A Day in History: Market Street Subway Milestone

Written by Jeremy Menzies, Communications & Marketing Division, San Francisco Municipal Transportation Agency
The inaugural run traveled roughly three miles from Castro Station to Embarcadero Station.

The inaugural run traveled roughly three miles from Castro Station to Embarcadero Station.

Forty-five years ago on January 31, 1978, San Francisco Muni and city officials along with members of the press took an inaugural ride in the brand new Market Street Subway from Castro Station to Embarcadero.

The three-mile-long Market Street Subway forms the backbone of the Muni Metro system. Built alongside the BART tunnel which runs below, the subway provided faster service through downtown for local and regional travelers.

San Francisco Mayor George Moscone and Public Utilities Commissioner Claire Pilcher pose for a photo in the operator’s compartment of one of Muni’s first light rail vehicles.

In development for 50 years and under construction for another ten, the Market Street Subway took longer to implement than any other transit project before or after.

A large crowd of people and press came out for the ride and press conference at Embarcadero Station.
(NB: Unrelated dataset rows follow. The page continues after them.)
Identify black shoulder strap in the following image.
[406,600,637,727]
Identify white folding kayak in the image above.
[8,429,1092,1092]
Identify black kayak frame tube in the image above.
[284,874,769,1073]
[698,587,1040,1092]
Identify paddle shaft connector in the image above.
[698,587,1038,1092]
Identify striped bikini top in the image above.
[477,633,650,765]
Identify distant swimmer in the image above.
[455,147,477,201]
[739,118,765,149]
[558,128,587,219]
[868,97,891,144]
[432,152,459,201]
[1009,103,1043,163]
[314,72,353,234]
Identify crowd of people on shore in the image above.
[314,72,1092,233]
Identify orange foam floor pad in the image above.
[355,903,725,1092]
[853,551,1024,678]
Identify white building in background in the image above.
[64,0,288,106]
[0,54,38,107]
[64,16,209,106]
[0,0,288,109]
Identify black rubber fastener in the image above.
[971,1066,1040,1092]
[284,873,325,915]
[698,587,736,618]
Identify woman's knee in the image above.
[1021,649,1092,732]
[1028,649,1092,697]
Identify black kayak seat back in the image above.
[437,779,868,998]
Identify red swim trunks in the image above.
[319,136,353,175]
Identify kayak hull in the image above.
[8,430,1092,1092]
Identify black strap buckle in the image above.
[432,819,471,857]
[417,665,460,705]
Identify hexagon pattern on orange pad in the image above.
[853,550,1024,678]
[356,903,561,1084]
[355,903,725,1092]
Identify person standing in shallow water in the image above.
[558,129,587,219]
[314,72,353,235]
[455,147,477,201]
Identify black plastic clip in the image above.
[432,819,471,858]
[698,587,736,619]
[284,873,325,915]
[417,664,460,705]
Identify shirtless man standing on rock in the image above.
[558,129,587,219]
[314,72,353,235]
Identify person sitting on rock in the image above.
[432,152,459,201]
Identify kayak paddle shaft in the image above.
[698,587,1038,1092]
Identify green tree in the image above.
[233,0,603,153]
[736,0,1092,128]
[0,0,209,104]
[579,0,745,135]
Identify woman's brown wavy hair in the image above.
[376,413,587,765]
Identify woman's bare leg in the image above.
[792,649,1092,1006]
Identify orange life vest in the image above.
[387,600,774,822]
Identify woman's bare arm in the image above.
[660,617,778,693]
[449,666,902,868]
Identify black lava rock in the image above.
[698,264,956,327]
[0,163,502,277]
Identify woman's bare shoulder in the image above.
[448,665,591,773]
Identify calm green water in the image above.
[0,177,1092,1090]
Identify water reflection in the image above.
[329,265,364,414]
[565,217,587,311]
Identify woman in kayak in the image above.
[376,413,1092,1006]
At the time of this event, San Francisco’s main transit tunnel was the Twin Peaks Tunnel, which opened in 1918. The Twin Peaks Tunnel shuttled people on the K, L, and M Lines from the Castro to West Portal, decreasing travel time from the southwest side of town significantly. Streetcars exited the tunnel at Castro Street and travel along Market to downtown. This trip along the busiest street in the city frequently negated any travel time savings in the tunnel.

Capping off the celebration was a ribbon cutting led by Mayor Moscone.

With the Market Street Subway linked to the Twin Peaks Tunnel, Muni began a new era of rail service using Light Rail Vehicles. Designed to increase capacity, LRVs could run on the surface then enter the subway and travel unimpeded by street traffic five miles from downtown to West Portal and back. This first train ride and ribbon cutting marked the end of a long wait and the beginning of a new subway system for San Francisco.